We all have the opportunity to practice making soul mates. Here are some good ways to start:

1) Make a list of soul mates you've had through out your life. Mine is pages long. Many of whom I keep in touch with, even more of whom I've only spoken to once. But I remember you - insurance lady I was stranded with in Newark, roommate on my first yoga retreat in Morocco and current Facebook friend, BFFLs from theater camp in sixth grade. You've all touched me and I haven't forgotten you. Remembering these connections reminds us how many souls our souls have connected with in the course of one lifetime. It reminds us how many more amazing people there are still out there to meet. Hopefully, it reminds us that everyone out there is a potential soul mate, if only we give them the chance to show us their soul. 

2) Thank someone (or more than one someone) on the list above. I got to thank one of my yoga mentors today. We live in different cities and haven't seen each other in over a year. When I think of what she taught me and how she helped me grow, my heart is warmed. Why wouldn't I want to share that with her?

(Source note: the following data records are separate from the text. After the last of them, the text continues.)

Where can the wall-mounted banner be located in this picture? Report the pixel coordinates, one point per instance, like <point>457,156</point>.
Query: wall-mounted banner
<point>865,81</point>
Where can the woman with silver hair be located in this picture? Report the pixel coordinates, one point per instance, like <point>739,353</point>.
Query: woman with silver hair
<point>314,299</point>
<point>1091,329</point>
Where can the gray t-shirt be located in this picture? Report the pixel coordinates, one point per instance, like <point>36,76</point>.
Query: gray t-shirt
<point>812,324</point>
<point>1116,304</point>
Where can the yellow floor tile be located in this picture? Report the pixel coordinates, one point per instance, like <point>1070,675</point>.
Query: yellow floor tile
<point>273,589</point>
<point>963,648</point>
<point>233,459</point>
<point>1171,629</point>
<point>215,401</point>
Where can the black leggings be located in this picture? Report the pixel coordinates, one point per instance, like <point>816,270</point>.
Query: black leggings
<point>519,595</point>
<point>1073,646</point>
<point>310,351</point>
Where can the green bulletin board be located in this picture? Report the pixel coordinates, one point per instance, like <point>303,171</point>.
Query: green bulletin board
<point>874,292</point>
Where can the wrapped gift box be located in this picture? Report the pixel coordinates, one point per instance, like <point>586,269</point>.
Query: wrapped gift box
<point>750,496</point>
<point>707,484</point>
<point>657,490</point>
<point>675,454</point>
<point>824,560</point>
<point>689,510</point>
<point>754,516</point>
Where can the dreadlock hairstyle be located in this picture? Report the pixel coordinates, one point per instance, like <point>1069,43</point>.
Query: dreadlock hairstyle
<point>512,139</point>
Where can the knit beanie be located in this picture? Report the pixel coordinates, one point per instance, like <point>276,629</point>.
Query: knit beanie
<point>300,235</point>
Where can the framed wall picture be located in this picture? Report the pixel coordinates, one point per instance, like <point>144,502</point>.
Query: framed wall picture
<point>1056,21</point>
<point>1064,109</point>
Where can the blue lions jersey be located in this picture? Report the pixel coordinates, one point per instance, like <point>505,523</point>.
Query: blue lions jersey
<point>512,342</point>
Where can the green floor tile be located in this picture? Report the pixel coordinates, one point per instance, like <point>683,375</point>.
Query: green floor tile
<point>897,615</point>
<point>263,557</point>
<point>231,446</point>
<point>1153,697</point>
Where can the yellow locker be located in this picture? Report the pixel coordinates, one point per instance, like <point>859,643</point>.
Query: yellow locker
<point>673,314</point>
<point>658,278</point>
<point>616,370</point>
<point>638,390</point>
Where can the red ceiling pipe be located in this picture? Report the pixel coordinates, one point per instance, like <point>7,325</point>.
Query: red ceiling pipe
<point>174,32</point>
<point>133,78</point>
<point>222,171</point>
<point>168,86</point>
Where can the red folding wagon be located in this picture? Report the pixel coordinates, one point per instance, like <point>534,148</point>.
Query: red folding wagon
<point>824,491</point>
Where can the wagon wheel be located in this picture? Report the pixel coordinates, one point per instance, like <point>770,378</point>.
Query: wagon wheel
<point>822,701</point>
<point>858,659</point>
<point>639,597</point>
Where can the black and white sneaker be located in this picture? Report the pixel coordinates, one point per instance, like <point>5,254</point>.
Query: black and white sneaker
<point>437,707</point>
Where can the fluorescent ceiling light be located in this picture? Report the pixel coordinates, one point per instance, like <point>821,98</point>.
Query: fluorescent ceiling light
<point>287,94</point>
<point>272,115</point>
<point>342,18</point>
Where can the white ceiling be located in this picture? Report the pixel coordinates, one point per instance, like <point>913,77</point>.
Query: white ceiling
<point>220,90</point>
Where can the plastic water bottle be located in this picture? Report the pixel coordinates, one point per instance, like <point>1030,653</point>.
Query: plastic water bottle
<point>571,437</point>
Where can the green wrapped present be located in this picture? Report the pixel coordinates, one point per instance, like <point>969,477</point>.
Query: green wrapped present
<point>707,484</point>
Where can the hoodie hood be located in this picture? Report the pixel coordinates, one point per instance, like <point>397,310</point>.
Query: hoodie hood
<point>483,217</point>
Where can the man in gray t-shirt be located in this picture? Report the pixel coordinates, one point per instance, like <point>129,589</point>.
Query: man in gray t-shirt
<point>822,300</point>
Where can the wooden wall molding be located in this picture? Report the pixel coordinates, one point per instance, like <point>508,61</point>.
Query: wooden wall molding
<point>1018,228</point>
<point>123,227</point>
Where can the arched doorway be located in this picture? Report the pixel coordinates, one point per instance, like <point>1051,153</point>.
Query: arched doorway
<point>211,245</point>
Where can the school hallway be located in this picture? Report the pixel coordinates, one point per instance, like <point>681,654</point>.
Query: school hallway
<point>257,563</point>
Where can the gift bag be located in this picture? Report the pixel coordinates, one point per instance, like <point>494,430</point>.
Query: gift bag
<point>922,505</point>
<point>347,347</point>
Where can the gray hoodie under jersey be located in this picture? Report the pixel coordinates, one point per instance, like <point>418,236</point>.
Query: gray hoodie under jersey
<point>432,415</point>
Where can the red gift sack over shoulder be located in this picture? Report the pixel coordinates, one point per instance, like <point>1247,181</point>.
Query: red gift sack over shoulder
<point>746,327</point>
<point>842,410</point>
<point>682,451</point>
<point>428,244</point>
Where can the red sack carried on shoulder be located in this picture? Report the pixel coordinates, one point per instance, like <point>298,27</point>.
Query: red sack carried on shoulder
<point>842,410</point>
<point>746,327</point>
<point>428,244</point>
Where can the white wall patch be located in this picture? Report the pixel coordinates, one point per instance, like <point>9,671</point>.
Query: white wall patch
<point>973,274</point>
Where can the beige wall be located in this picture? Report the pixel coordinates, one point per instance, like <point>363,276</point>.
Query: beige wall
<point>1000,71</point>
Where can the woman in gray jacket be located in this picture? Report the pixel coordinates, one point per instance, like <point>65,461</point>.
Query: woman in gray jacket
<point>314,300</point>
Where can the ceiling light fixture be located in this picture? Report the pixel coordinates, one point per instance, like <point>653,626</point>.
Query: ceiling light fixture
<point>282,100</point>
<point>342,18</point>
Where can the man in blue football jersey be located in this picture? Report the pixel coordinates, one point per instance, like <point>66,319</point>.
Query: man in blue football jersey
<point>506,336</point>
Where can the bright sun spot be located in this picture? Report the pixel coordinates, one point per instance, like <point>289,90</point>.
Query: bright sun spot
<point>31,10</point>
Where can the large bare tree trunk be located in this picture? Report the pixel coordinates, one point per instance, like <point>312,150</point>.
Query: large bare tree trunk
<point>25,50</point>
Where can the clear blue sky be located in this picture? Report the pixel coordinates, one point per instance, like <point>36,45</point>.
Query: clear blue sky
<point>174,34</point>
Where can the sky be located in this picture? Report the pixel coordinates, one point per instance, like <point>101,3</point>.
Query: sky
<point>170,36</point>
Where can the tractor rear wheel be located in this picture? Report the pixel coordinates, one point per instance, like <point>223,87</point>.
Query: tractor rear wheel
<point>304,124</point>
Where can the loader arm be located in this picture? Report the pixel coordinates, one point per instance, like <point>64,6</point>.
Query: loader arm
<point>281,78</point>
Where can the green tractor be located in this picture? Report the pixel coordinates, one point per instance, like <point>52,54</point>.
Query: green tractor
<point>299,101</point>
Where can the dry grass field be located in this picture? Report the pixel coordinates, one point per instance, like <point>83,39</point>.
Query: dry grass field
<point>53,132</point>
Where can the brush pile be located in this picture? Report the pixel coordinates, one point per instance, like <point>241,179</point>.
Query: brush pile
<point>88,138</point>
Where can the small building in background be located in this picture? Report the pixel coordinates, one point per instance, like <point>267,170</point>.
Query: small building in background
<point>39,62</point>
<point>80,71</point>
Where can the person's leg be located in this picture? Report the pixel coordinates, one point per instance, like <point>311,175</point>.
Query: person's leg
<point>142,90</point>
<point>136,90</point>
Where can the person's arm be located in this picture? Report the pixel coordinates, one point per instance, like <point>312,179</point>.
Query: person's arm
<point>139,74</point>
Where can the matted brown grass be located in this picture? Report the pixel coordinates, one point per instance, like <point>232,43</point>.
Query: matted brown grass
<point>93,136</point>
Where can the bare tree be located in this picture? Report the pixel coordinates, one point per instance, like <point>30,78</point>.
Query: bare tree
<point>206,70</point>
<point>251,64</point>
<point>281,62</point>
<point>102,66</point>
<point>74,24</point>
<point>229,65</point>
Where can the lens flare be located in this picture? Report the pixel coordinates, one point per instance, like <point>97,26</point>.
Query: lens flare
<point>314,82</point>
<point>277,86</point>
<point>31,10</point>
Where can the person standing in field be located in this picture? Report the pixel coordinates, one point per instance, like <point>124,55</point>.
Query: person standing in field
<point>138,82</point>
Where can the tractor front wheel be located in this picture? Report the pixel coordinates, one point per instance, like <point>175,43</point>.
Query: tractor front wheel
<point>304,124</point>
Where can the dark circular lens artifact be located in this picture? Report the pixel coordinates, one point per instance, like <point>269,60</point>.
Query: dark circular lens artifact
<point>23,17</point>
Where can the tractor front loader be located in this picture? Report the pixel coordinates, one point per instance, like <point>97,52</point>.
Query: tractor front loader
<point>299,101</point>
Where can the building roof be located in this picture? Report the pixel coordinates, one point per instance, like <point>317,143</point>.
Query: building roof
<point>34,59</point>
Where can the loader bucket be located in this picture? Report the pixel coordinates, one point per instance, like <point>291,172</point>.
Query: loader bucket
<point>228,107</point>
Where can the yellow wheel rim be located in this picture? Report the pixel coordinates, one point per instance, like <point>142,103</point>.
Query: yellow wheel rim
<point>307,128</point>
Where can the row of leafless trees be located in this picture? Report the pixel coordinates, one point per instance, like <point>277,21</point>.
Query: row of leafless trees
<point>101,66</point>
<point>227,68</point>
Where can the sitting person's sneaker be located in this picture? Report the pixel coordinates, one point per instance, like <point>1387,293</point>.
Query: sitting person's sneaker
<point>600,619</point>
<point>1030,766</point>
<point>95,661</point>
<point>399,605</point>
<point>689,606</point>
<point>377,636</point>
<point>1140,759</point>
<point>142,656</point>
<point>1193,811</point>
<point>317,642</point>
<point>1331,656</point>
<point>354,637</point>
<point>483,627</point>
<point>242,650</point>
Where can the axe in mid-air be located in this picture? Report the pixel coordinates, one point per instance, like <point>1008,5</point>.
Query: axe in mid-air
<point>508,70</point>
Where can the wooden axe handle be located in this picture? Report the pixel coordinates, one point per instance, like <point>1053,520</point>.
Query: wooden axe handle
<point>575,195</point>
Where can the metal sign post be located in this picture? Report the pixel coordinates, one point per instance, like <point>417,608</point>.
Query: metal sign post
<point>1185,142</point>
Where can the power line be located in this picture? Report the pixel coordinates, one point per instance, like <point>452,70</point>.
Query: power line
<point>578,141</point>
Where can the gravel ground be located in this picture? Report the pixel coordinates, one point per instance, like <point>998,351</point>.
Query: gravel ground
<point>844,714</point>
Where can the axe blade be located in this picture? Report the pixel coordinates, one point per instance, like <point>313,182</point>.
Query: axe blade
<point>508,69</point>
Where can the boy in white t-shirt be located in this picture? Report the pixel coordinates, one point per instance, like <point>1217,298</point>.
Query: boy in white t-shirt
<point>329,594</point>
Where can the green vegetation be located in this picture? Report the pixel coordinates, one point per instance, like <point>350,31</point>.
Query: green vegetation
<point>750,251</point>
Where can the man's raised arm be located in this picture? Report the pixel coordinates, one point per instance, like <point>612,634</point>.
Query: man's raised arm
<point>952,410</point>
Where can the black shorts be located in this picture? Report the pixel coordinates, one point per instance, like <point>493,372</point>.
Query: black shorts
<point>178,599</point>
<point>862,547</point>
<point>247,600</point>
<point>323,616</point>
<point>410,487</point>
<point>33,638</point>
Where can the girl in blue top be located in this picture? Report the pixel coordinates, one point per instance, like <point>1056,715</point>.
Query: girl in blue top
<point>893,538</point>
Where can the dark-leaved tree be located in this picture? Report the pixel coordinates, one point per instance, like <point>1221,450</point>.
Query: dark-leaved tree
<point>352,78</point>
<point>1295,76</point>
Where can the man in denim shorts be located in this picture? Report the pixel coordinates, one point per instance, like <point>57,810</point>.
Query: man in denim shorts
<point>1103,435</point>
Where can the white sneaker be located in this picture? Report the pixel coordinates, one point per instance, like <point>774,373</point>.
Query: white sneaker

3) Give someone a chance to connect. A tourist looking lost on the street (particularly for you New Yorkers!). An elderly person sitting alone on a park bench. The quiet guy on the yoga mat next to you. Your bus driver. We're all desperate for human connection. Ask someone something other than "how you doin?," or if you ask them that question, then WAIT for them to answer and really listen. Ask a follow up question. And another. Tell them you hope they have a great day and look them in the eye when you say it. See the light in them, and let them see the light in you. It's in there. In all of us. 

Ram Dass says, “when we see the Beloved {inherent goodness} in each person, it's like walking through a garden, watching flowers bloom all around us.” I am certainly not as eloquent or enlightened as Ram Dass but I do know what I want my life to be like: a big beautiful blossoming garden of soul mates. The light in me sees, honors and bows down to the light in you. Namaste.